A strong performance on the mound, like the one Hawkins gave the Mets last year, would certainly be welcome as well.
The biggest obstacle towards narrowing down who or what is a "viable" option for the Mets, however, is the typical Wilponian budgetary problem. We simply don't have any idea of how much the Mets can spend on a reliever, and how much they can spend, period.
If signing a guy like Balfour would've eliminated any chance of fitting a guy like Stephen Drew into the budget, that would've made me roll my eyes. If there's enough room left in the budget to sign Drew and a guy like Fernando Rodney, great. But if there's only enough money for one or the other, I'd much rather allocate those resources towards Drew than a relief pitcher.
Chris McShane over on Amazin' Avenue wrote up a nice rundown of the remaining available bullpen arms, (minus Balfour and David Aardsma, who have since found new homes) and I want to highlight a few guys who intrigue me. I'm looking at right-handers for the most part because I like the available group of righties better than the lefties, and I'm a sucker for alliteration.
It's the little things.
The biggest name on the list is probably Fernando Rodney. Rodney has plenty of closing experience (172 career saves) and there's been talk about the Mets having at least some degree of interest in him at the right price. Of course, "at the right price" is always a relevant qualifier that ties into the viability factor.
There's a lot to like about Rodney, who in my opinion has the highest potential upside of this remaining crop of relievers. He had an all-time great relief season in 2012, with video game numbers across the board.
That season, Rodney had a 0.60 ERA, with a 2.13 FIP, 57.9% ground ball percentage, 0.78 WHIP and a how-is-this-even-real 641 ERA+. I quadruple-checked that ERA+ figure because it just doesn't seem possible. Rodney allowed 43 hits in 74.2 IP that year and had a 5.07 K/BB ratio. He had 1.8 BB/9 and 5.3 BB% that year, compared to career marks of 4.5 BB/9 and 11.4 BB%.
In 2013, he returned to mortality, with a respectable 3.38 ERA, 2.84 FIP, 50.6 GB%, 1.34 WHIP and 113 ERA+. His problems with walking guys that's plagued him for most of his MLB career were a factor again last year, as his BB/9 crept back up to 4.9 and his BB% rose to 12.4% again.

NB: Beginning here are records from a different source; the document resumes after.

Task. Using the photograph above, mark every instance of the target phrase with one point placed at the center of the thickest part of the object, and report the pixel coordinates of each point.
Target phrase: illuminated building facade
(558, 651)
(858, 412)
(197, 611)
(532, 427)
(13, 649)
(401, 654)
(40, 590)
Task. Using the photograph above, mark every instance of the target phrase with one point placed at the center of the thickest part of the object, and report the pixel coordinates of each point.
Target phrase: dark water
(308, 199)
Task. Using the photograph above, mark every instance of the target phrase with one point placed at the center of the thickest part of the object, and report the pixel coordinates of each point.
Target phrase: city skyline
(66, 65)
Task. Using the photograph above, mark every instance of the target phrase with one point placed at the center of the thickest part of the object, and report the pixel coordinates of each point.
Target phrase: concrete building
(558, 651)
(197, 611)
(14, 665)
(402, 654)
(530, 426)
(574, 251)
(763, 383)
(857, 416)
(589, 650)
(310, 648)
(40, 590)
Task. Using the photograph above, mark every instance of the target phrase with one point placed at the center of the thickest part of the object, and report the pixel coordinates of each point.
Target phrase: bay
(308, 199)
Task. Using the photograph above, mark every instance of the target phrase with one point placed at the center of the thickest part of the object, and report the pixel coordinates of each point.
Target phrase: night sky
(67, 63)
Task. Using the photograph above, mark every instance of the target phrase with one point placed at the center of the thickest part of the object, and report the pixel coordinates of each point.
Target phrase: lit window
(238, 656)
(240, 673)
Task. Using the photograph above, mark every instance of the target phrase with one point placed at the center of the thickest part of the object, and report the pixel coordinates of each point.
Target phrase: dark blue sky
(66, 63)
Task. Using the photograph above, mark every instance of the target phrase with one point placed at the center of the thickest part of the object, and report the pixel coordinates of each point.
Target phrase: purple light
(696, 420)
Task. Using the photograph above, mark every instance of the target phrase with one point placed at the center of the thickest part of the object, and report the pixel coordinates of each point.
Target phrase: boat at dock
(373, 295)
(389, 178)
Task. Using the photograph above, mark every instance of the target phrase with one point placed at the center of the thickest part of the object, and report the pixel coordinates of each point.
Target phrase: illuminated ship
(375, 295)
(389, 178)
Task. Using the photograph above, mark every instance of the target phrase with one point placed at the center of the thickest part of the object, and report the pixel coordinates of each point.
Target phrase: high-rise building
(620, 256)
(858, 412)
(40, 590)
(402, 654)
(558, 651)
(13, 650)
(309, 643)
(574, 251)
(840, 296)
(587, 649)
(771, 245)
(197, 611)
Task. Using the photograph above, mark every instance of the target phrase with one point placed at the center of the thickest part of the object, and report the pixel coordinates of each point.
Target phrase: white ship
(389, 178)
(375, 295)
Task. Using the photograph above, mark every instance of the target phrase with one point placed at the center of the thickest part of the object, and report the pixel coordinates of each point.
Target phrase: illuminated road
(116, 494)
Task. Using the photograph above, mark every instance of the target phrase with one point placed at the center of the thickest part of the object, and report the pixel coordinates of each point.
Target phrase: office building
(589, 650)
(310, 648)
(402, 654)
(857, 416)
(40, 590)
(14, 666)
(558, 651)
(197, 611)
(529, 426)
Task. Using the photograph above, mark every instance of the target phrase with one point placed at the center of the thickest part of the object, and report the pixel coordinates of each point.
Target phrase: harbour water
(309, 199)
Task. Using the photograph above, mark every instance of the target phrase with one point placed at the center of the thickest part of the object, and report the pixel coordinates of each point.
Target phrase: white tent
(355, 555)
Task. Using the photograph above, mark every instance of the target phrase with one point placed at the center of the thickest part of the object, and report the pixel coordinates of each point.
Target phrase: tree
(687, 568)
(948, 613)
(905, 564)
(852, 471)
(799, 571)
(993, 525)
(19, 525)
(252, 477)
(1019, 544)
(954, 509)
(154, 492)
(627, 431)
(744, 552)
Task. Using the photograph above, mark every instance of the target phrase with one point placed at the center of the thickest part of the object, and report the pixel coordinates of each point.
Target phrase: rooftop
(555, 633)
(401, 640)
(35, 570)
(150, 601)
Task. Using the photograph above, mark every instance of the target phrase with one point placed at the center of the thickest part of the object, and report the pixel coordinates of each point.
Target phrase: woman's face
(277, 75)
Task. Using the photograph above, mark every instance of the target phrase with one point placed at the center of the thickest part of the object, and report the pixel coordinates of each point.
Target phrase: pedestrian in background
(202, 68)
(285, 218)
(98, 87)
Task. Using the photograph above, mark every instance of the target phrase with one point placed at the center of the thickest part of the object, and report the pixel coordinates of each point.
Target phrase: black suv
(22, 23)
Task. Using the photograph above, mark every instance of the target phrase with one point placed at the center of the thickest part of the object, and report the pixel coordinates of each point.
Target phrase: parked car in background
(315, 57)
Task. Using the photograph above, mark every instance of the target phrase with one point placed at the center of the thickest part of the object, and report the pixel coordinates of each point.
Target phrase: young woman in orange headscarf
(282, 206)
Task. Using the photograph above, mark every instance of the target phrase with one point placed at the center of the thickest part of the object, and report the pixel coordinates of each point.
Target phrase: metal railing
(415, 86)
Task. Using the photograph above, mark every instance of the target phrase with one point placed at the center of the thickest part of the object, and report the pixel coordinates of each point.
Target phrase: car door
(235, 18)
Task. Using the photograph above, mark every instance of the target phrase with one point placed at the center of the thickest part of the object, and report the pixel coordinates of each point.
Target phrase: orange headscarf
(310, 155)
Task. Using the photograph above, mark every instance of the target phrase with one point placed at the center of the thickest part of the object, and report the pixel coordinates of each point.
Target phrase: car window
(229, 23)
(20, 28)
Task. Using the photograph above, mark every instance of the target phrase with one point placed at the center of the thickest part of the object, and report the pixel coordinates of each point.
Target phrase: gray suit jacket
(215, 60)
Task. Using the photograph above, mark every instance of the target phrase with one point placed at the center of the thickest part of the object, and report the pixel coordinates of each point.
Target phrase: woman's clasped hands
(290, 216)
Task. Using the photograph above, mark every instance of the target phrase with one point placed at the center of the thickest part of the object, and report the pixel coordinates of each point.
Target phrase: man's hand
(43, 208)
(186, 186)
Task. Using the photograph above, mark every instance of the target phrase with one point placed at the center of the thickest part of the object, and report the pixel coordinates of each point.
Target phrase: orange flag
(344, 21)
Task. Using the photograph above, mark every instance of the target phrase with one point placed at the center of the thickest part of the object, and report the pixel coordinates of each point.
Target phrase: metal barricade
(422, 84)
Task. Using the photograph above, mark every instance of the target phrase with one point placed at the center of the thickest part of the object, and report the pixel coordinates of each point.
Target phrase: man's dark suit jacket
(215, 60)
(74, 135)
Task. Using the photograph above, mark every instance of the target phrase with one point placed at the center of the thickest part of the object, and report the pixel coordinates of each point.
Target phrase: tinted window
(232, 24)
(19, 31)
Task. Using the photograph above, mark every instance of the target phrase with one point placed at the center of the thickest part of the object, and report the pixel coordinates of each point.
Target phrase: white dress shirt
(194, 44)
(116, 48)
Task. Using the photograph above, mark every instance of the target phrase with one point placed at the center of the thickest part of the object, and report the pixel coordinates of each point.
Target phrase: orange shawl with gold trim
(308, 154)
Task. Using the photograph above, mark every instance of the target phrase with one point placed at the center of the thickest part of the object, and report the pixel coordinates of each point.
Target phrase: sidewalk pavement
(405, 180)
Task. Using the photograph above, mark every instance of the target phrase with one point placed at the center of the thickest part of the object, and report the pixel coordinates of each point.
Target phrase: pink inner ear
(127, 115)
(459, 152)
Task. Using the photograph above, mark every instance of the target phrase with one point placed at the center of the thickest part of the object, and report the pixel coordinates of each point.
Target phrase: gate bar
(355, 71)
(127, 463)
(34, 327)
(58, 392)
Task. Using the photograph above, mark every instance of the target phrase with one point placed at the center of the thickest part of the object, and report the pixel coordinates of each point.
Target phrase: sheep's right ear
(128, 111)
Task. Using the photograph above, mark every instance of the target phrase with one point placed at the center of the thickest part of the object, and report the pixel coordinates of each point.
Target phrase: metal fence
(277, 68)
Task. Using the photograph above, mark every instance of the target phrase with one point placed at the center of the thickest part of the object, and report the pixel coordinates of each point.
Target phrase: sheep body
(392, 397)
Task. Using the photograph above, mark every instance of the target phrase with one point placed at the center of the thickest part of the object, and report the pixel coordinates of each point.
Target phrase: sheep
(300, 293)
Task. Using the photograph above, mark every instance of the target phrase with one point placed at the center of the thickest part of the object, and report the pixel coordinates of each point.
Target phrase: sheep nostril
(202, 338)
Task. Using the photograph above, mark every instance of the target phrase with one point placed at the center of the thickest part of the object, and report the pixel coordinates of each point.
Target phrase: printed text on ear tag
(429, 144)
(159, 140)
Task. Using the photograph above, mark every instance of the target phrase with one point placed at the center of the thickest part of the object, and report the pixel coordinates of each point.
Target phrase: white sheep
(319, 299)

He's a solid pitcher, but the walks are troublesome, as is the factor of Tampa Bay letting him walk in free agency. I have a general rule of thumb that I go by when it comes to Rays players: always beware a player the Rays discard. That's a big red flag for me. The most I would offer Rodney is something along the lines of a two-year, $10 million deal. Like I mentioned earlier, that's money I'd rather allocate towards Stephen Drew than a relief pitcher at this point.
Another guy that interests me among free agent relievers is Joel Hanrahan. He's got closing experience, (100 career saves on the nose) and his value is pretty low after a disastrous 2013 season with the Red Sox, in which he got off to a bad start and then blew out his elbow, requiring Tommy John Surgery.
Hanrahan reportedly doesn't want to negotiate with any teams until he's further along in his rehab process, but it's possible that he'd be willing to take an incentive-laden minor-league deal. He's probably aiming for a late-April to mid-May return to the mound.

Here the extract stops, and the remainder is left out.